10, 24, 25 Ocak, 27 (Enka Vakfı), 28, 29 Şubat, 20,28 Mart ve 4 Nisan tarihlerinde Fulya Sanat’ta izleyicilerle buluşacak ‘Seyahatname 2’, 2012’deki yolculuğuna İspanya, Saraybosna, Hollanda ve Slovenya gibi ülkelere yapacağı turnelerle devam edecek.
Seyirciye Sürpriz
Eski Seyahatname’deki gibi oyuncular eserde baştan sona kadar sahneden çıkmıyorlar. Sahne üzerinde Seyahatname yaşamı içerisinde işlenen Türk motifleri arasında yer sofrasında pişirilen ‘gözleme’, mola verildiğinde seyircilere dağıtılıyor.

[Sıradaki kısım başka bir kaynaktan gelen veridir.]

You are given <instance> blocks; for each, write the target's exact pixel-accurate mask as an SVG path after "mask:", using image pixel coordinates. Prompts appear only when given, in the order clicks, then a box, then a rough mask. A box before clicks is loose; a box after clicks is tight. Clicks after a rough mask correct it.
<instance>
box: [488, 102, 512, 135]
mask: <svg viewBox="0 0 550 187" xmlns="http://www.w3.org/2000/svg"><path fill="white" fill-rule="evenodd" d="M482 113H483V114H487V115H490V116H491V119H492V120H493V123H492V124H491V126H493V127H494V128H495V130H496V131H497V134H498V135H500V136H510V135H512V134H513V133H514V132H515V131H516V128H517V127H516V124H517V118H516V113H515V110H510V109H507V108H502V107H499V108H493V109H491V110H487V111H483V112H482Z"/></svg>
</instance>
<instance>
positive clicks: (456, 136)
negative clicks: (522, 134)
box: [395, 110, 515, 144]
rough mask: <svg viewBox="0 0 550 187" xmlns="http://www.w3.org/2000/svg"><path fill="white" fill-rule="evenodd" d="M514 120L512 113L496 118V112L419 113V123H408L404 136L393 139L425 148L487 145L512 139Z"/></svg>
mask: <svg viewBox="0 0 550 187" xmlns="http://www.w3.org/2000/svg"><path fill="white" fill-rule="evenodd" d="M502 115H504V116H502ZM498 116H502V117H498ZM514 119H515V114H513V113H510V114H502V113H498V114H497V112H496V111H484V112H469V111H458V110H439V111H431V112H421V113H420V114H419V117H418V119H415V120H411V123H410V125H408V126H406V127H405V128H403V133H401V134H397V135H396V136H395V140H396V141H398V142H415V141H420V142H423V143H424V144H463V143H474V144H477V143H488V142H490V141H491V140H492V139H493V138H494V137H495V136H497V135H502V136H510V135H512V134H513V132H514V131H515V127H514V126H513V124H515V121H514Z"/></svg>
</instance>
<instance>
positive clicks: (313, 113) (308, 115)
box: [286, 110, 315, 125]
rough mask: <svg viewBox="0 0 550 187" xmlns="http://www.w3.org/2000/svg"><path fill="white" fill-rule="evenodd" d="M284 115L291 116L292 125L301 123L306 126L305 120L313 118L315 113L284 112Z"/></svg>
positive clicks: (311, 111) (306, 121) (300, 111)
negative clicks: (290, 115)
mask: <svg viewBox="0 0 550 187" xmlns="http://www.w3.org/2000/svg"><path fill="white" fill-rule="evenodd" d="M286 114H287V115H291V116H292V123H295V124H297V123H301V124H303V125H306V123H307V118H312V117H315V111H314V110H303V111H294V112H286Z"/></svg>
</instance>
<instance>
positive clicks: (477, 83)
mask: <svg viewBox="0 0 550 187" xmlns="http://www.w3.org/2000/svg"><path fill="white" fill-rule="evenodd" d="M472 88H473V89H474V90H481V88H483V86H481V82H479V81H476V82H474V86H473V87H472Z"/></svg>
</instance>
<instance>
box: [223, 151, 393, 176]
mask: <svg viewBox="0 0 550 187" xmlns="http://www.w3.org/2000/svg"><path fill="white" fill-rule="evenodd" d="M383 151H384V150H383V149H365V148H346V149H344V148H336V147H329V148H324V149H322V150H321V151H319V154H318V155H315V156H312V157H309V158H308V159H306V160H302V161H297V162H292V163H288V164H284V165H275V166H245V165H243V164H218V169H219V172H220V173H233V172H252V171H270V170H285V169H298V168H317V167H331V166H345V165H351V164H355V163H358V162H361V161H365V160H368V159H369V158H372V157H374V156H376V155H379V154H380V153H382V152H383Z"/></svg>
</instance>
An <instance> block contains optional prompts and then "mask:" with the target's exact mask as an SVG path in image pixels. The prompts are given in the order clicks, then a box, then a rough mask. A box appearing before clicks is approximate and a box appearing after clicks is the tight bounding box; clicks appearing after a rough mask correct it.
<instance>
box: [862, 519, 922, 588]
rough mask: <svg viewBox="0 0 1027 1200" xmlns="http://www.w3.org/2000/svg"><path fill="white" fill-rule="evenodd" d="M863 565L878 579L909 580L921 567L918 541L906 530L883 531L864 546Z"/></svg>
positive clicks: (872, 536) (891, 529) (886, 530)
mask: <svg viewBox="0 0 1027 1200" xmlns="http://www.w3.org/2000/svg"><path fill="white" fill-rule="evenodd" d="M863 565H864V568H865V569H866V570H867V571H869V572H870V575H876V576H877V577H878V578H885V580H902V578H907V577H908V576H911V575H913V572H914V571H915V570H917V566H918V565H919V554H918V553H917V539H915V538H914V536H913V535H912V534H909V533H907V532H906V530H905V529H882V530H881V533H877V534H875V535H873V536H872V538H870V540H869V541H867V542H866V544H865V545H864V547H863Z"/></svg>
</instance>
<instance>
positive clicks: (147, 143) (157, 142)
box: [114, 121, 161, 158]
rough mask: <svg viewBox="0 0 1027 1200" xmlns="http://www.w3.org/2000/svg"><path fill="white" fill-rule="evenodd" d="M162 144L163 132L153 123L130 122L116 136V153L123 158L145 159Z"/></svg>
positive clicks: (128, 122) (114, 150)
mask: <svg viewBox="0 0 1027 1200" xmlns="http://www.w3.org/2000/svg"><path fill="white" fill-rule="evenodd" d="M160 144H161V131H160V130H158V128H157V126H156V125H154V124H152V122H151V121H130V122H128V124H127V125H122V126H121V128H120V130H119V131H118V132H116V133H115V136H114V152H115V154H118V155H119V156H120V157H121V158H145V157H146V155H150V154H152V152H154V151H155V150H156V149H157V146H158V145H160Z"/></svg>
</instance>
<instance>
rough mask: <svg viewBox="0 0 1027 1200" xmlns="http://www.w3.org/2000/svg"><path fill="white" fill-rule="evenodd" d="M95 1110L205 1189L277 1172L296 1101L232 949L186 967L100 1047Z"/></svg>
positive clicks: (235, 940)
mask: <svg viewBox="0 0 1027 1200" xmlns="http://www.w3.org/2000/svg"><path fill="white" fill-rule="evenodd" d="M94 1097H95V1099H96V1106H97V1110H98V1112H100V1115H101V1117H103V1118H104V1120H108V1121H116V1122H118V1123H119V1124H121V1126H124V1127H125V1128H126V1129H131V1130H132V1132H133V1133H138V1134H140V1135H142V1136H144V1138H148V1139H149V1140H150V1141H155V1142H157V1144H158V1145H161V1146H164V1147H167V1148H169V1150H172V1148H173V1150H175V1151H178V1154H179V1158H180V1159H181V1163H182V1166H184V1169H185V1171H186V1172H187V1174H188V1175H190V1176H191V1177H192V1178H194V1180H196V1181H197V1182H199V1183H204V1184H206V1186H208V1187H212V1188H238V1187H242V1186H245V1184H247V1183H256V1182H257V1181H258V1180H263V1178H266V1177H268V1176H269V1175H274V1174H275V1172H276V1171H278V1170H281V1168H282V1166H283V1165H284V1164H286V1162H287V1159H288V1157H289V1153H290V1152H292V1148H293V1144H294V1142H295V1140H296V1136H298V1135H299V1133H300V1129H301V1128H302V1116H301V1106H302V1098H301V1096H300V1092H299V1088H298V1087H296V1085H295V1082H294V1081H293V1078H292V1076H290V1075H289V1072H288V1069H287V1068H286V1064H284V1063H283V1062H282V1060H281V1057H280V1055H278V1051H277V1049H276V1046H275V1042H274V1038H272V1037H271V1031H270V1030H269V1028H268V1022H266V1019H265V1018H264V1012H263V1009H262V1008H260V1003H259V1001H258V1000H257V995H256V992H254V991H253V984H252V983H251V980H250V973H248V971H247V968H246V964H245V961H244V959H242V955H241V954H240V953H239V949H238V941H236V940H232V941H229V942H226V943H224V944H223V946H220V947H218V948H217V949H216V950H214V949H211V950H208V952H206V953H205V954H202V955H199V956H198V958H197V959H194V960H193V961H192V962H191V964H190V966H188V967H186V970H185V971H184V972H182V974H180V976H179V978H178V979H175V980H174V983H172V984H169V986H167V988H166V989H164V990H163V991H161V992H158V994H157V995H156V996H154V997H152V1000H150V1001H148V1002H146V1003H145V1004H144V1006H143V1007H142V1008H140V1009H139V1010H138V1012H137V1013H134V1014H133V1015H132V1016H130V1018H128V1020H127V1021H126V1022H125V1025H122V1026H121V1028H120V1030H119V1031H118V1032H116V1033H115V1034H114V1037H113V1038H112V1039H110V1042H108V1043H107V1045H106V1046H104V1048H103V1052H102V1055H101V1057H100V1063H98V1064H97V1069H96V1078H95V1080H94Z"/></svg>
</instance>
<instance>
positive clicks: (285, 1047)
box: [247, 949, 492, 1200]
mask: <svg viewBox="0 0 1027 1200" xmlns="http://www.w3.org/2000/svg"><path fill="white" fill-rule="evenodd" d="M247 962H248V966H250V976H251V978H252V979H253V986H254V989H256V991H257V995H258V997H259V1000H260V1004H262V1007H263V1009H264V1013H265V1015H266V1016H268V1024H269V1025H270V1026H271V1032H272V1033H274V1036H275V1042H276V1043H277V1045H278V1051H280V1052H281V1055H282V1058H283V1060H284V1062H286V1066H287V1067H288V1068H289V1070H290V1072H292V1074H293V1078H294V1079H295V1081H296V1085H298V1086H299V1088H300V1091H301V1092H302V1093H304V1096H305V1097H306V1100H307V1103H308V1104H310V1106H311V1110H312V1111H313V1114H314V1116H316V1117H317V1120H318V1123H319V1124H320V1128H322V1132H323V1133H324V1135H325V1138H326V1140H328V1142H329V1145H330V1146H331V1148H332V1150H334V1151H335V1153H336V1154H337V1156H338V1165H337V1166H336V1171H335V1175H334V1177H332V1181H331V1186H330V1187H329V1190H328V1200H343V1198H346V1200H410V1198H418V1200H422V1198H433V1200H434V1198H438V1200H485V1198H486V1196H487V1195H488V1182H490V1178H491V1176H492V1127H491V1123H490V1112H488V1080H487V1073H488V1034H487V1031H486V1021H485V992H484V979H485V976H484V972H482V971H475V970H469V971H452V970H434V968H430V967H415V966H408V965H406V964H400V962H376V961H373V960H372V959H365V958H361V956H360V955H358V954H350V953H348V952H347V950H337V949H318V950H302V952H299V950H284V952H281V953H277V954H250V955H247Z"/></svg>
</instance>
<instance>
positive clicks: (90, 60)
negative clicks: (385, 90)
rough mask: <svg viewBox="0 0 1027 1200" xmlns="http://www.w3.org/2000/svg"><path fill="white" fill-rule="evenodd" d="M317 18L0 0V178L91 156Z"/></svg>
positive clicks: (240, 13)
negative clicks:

Video için: http://www.youtube.com/watch?v=71sui3jRpfU&feature=related
Basından :
“Seyahatname’ye gittim ve çok etkilendim çünkü, ancak ilerlemiş ülkelerde rastlanabilecek böyle bir topluluğun bizde de olması ve böylesine başarılı bir gösteri sergileyebilmesi, bir Türk sanatçısı olarak beni çok gururlandırdı. Artık hiç kuşkusuz bir dünya metropolü haline gelen İstanbulu’muza yakışır bir topluluk vardı karşımızda….”(Haldun Dormen)
“Bu, hem zamanda hem mekanda bir yolculuk, ….daha çok okuyarak, dinleyerek, bakarak ve önyargıların düğümlendiği yerleri görerek , zihnsel kalıplar ve hudutlar ötesine geçilerek bir yere varılabilir.” (E.Şafak)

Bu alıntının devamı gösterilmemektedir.